Board members agreed the school needs immediate attention. The repairs mean Glenwood will be moved off the list of improvement projects to be funded by the bond referendum the Orange County commissioners are planning for November 2016.
If voters back the bond, the county would split $120 million between the Chapel Hill-Carrboro district and Orange County Schools to pay for school repairs and renovations. School board members say while they recognize many district schools need repairs, fixing Glenwood is the most feasible in the short-term.
“They are puzzle pieces that we’re working together trying to figure out,” explained board Vice Chair Andrew Davidson. “We’ve got this chunk of money, how can we get the biggest bang for our buck? That’s a $900,000 puzzle piece, compared to a $54 million puzzle piece.”
The board also approved a plan to set aside $1.37 million as a buffer against what Assistant Superintendent Todd LoFrese called “a lot of unknowns” in the budget planning process.
Superintendent Tom Forcella said school officials are keeping a close eye on the General Assembly, anticipating either a mandated teacher pay increase or cuts to teaching assistant funding.

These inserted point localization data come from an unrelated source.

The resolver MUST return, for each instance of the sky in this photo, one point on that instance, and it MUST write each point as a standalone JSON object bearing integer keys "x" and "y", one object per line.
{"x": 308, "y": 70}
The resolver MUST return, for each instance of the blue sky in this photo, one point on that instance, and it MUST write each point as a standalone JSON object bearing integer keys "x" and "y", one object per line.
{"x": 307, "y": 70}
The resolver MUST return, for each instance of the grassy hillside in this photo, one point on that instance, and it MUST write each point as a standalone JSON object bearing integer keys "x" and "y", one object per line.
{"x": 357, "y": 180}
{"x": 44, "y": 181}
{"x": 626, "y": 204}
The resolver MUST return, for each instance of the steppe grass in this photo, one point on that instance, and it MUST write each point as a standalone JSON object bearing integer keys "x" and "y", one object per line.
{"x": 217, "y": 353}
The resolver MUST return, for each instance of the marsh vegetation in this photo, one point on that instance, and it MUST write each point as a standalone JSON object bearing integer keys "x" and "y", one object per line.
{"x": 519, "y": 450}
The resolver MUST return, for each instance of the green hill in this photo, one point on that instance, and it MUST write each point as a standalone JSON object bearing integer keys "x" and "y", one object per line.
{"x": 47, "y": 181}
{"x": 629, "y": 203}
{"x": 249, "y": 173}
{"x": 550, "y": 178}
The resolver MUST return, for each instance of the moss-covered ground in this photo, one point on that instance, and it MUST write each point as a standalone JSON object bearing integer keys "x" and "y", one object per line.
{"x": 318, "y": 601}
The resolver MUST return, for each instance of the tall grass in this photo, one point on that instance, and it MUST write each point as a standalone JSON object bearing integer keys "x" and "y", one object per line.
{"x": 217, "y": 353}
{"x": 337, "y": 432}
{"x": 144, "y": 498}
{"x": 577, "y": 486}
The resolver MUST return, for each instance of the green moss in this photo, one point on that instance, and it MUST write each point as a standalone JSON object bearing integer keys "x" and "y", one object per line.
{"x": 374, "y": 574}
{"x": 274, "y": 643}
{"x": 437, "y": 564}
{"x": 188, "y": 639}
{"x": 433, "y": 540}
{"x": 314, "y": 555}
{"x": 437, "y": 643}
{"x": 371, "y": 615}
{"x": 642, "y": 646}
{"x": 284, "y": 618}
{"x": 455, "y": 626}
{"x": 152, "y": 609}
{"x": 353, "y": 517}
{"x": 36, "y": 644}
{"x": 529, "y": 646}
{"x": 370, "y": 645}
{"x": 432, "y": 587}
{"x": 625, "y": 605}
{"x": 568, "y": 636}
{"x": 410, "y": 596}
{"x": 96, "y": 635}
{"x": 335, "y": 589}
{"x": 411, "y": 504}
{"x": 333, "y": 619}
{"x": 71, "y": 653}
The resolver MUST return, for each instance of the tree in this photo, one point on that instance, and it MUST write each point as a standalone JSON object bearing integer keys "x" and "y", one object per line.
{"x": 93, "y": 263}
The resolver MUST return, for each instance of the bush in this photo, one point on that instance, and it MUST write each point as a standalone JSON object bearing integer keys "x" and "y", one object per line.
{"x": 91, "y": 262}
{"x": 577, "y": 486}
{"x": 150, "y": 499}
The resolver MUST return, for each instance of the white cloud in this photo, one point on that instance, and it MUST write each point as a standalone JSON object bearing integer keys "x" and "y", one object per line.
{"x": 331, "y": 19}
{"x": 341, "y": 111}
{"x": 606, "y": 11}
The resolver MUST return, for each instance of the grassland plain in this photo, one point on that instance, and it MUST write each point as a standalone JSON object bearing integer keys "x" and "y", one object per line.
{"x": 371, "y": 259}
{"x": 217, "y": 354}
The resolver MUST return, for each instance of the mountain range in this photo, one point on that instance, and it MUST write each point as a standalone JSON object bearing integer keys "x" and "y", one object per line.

Administrators are also concerned that Wake County’s recent move to increase teacher salary supplements to meet the national average could significantly reduce the Chapel Hill-Carrboro district’s ability to recruit and retain teachers.
Forcella noted that teacher salaries will be a major budget driver in the coming months, but he was clear that the fund balance money is not meant to be spent on one-time bonuses. Rather, it could serve as a launching point for a yet-to-be-determined plan to increase yearly wages.
Board members Michelle Brownstein and James Barrett opposed the proposal, saying it was too vague, with no guarantee that teachers would see an increase next year.
“I think we have to be bold,” said Barrett. “What Wake County did was bold, and if we don’t recognize that it was unusual and extraordinary, and do something to try to keep up and try to recognize a benefit for our teachers immediately, then we’ll always be trying to play catch-up.”
“They had a plan,” Board Chair Mike Kelley replied. “To me, a one-time bonus is not plan.”
Jamezetta Bedford said the $1.37 million in “seed money” could help the board develop a long-term plan, though she warned that plan might get upended by the state legislature.
“What if the General Assembly turns around and wipes out every TA? Then it’s a balancing point again and we’ll have a pot of money. Maybe some goes to teachers and some goes to TAs. I think it’s a good cushion to have.”